The package builds from a Rust extension via maturin. Pre-built wheels are published for the supported platforms; on others, pip will compile from source (requires Rust toolchain).

import adamo

Re-exports:

SymbolFromDescription
connectadamo.operate._configOpen a Session from an API key.
connect_asyncadamo.operate._configAsync variant of connect.
Sessionadamo.operate.sessionThe pub/sub / query / liveliness session.
Sampleadamo.operate.sessionA received message.
Publisheradamo.operate.sessionA persistent publisher.
Subscriberadamo.operate.sessionAn iterator over received samples.
Robotadamo.sessionA participant — combines pub/sub with hardware video.
Participantadamo.sessionAlias for Robot.
VideoTrackadamo._videoPython-fed video track (lazy import).
dataadamo.dataRecorded-session client (lazy import).
operateadamo.operateThe pub/sub submodule (lazy import).

adamo.JointState, adamo.Joy, adamo.JoystickCommand are exposed via from adamo import … (re-exports of adamo.operate.control).


adamo.connect(
*,
api_key: str | None = None,
token: str | None = None,
org_id: str | None = None,
api_url: str = "https://q14iirks46.execute-api.eu-west-2.amazonaws.com",
protocol: str = "quic",
mtls: bool = False,
) -> Session

Open an authenticated session. Provide an api_key for live SDK sessions. Token auth is still used by browser/user flows, but token-based Python live sessions are not wired in the native transport yet.

ArgDescription
api_keyAn API key starting with ak_. Used for robots and scripts.
tokenA Supabase JWT. Used for user-authenticated sessions.
org_idRequired only with token if the user belongs to multiple orgs.
api_urlOverride the Adamo API base URL.
protocolTransport — "quic" (default), "udp", or "tcp".
mtlsUse the mTLS QUIC path when routers require client certificates.

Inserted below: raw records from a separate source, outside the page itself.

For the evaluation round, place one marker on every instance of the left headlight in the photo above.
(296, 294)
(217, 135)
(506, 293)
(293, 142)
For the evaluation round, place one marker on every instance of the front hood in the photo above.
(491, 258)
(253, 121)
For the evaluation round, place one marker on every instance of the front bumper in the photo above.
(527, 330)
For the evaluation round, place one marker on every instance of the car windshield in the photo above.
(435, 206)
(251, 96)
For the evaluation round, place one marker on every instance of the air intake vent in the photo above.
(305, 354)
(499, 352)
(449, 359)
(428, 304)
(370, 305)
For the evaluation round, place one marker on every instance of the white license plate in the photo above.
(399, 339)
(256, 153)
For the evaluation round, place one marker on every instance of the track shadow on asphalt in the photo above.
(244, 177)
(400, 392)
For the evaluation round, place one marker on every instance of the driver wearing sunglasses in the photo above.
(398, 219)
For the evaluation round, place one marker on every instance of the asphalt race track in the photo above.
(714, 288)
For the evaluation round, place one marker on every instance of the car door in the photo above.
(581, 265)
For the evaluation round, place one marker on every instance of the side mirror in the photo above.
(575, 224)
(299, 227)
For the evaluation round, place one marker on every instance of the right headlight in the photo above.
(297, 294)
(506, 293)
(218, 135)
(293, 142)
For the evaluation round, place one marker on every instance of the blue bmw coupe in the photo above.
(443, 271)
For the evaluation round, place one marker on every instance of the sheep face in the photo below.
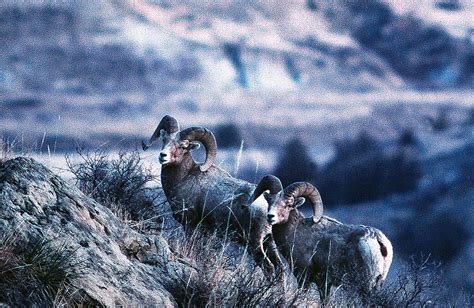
(174, 149)
(279, 207)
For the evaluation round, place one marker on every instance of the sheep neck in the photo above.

Raises ValueError if both api_key and token are passed, or if neither is. Raises NotImplementedError for token-based native sessions.

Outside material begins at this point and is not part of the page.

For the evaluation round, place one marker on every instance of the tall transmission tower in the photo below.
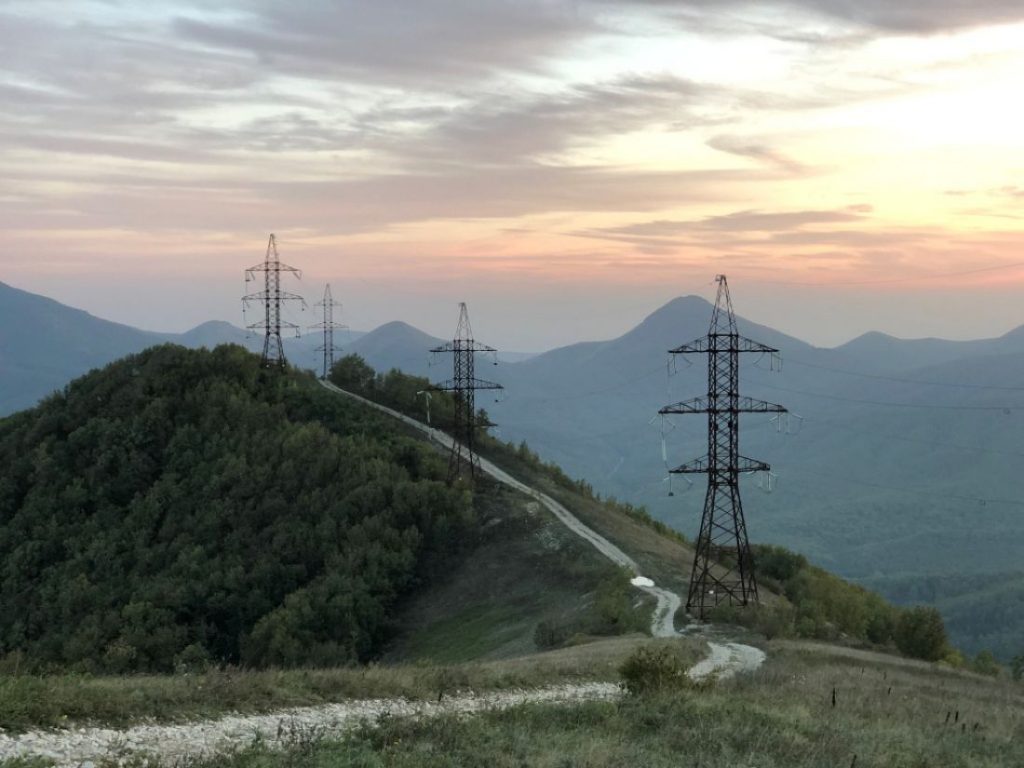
(271, 297)
(723, 566)
(328, 326)
(463, 385)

adamo.connect_async(*, api_key=..., token=..., org_id=..., api_url=..., protocol="quic", mtls=False) -> Session

Async variant — does the API config fetch asynchronously, then opens a synchronous session. Returns a Session, not a coroutine of one (the underlying transport is sync).

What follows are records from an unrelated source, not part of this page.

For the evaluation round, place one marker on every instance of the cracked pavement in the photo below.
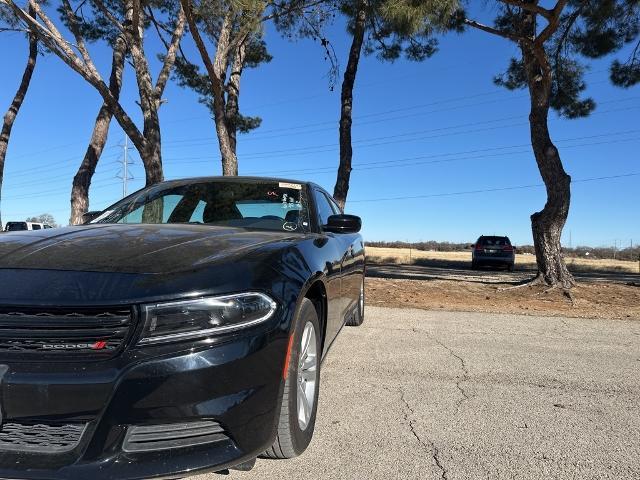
(416, 394)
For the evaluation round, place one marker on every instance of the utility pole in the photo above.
(124, 173)
(125, 163)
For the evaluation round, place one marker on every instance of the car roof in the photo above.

class adamo.operate.Session

Every key you pass is automatically scoped to your organisation; you write {robot}/{topic} (e.g. my-arm/sensors/imu).

@property
session.org -> str

The organisation slug resolved from the API key.

session.put(
key_expr: str,
payload: bytes | str,
*,
raw: bool = False,
priority: Priority = Priority.DATA,
express: bool = False,
reliable: bool = False,
) -> None

One-shot publish. payload is encoded as UTF-8 if a str is passed. raw=True skips the org-scope prefix (useful for router-side endpoints).

session.publisher(
key_expr: str,
*,
raw: bool = False,
priority: Priority = Priority.DATA,
express: bool = False,
reliable: bool = False,
) -> Publisher

Declare a persistent Publisher for repeated puts on the same key. The publisher is undeclared on .close() or context exit.

session.subscribe(
key_expr: str,
*,
raw: bool = False,
callback: Callable[[Sample], None] | None = None,
) -> Subscriber

Declare a subscriber. Without callback, the returned Subscriber is iterable and supports non-blocking try_recv(). With callback, samples are delivered to it on the receive thread; the returned handle is used for lifecycle (close()).

Wildcards in key_expr:

PatternMatches
my-arm/sensors/**Everything under sensors/.
my-arm/sensors/*One level under sensors/.
*/sensors/imuIMU from any robot.
session.get(
key_expr: str,
*,
raw: bool = False,
timeout_ms: int = 5000,
) -> list[Sample]

One-shot query. Collects every reply that arrives within timeout_ms. Returns an empty list if nothing replies.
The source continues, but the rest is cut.